Mark’s latest tour, “Mark Steel’s In Town”, is a two month long trip around 18 towns of England, but is only the most recent stint in a project that has been ongoing since 2009, when it was first broadcast on BBC Radio 4. So far, Mark has included nearly 50 towns on his itinerary; from Kirkwall in the Orkney Islands to Penzance in West Cornwall; from Merthyr Tydfil to Norwich; from Gateshead to Ottery St. Mary. Each show is centred around the town he’s currently in, but also gives hilarious insights into life in other parts of the land. Each town is celebrated for its history, landmarks, notoriety, citizens, quirks and local pride.

Last night in Barnstaple, Mark came prepared with research he has gathered from Twitter, the local newspaper, books, online sources and interactions with the locals on the day of the show. The audience was also encouraged to participate and give their perspectives on life in the town.

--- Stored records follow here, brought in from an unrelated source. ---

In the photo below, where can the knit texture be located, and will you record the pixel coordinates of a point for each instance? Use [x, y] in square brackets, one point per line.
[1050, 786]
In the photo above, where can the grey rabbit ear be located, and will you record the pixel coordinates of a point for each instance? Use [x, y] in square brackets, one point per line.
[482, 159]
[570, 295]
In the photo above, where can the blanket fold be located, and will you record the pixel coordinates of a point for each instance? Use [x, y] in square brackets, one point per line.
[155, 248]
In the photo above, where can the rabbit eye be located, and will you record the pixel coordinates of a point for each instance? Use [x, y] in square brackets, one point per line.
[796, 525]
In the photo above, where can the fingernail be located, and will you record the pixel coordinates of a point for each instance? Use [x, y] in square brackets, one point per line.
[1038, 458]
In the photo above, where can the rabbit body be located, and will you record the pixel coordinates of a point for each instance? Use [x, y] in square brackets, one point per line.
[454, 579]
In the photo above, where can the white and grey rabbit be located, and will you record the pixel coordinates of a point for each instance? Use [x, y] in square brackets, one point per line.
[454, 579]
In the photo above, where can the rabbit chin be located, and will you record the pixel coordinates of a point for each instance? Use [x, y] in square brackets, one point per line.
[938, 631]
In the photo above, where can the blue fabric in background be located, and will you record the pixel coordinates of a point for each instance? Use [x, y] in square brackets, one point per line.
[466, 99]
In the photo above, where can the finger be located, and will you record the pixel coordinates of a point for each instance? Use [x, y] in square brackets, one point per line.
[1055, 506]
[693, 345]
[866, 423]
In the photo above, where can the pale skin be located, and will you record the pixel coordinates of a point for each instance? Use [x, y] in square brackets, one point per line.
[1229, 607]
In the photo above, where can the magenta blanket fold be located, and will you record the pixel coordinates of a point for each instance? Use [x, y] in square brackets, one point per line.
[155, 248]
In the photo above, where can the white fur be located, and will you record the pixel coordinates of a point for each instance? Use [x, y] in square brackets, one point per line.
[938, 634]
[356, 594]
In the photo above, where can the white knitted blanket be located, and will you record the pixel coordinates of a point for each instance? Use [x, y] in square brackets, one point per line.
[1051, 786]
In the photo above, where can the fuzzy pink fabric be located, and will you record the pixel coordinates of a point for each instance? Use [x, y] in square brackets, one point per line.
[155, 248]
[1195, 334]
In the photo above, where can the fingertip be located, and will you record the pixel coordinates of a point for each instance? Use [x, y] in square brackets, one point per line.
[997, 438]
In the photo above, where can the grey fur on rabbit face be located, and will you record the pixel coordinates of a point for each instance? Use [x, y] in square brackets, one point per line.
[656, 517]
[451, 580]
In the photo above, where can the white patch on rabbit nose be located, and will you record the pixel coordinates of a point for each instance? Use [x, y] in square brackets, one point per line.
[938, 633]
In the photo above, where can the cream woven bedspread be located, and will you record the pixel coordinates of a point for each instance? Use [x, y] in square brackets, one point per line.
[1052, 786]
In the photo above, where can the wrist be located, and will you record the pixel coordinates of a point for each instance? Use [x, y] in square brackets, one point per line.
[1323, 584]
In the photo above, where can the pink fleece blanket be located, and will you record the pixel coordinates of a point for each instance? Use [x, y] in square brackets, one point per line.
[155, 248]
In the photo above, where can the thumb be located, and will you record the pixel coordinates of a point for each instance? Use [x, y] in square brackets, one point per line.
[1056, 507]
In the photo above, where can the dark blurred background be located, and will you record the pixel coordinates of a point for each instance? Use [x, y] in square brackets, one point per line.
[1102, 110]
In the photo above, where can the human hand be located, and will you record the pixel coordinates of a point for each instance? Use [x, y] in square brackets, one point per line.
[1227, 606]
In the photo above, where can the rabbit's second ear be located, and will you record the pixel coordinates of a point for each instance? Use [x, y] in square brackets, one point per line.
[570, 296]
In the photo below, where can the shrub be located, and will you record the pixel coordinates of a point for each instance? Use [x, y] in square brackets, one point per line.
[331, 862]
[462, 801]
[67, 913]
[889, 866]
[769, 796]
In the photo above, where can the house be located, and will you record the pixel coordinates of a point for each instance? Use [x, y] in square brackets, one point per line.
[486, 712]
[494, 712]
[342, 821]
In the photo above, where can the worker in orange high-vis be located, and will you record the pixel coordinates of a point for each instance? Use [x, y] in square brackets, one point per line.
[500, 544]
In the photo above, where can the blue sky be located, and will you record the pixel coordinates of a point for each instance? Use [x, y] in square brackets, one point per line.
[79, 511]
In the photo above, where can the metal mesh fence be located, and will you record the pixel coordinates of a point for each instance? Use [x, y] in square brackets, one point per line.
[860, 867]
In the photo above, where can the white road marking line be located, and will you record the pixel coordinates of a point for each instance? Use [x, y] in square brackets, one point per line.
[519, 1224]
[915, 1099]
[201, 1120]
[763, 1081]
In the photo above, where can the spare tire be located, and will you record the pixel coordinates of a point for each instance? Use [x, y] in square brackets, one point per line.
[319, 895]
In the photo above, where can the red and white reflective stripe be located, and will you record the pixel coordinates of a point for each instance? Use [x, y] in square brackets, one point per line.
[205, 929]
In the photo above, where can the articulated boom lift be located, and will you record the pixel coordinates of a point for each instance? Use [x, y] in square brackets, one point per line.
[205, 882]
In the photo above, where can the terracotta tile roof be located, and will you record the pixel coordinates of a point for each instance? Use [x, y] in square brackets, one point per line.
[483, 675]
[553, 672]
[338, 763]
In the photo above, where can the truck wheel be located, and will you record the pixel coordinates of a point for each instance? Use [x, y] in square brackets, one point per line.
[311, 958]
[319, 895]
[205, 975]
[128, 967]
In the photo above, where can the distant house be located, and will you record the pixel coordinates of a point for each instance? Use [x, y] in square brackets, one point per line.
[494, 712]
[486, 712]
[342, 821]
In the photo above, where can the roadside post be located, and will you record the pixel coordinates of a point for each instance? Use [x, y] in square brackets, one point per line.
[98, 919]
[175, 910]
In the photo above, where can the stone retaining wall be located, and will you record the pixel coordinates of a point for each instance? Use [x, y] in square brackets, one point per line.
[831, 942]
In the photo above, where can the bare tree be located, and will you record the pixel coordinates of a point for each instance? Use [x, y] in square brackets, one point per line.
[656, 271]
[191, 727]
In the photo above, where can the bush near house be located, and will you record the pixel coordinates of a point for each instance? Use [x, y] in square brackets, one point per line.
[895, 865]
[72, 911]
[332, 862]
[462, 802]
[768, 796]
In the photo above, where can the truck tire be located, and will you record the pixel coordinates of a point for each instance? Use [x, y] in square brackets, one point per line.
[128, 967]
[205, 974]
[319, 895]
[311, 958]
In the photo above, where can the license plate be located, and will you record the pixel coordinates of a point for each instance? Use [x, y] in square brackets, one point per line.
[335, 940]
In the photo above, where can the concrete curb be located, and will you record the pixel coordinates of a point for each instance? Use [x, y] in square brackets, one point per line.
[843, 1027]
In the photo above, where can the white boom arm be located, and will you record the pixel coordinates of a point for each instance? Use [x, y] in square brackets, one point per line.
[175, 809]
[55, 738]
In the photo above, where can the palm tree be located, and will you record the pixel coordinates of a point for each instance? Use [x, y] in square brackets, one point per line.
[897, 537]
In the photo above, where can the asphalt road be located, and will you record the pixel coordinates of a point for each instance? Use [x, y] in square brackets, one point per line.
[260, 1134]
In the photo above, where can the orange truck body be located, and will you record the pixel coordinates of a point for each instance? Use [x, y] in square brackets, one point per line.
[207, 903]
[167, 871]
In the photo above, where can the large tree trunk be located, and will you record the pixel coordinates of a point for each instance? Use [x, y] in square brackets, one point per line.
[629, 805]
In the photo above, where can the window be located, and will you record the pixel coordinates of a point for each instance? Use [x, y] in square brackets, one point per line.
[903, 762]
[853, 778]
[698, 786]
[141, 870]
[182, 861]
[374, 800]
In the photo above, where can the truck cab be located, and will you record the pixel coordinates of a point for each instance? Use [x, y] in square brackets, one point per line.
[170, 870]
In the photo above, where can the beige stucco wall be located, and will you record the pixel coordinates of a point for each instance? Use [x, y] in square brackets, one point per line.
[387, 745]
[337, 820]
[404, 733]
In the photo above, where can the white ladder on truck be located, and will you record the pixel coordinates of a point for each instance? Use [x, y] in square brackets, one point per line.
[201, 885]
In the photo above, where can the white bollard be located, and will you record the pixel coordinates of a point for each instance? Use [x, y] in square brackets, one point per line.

Just as a snapshot, Barnstaple’s particular points of interest included househunting with The Jackson Five and an amorous encounter with an ambulance!samuel-taylor-coleridge-001

Mark is a brilliant and extremely funny storyteller, with a large repertoire of regional accents, among them Devon, The Black Country, Welsh, Geordie, Scouse, Manc, Scottish, Yorkshire, Home Counties and his native Kent.

With just the right amount of swearing and profanity and even a snippet of Samuel Taylor Coleridge, this was two and a half hours of hilarious show which I would recommend to anyone with an open mind and a conscience.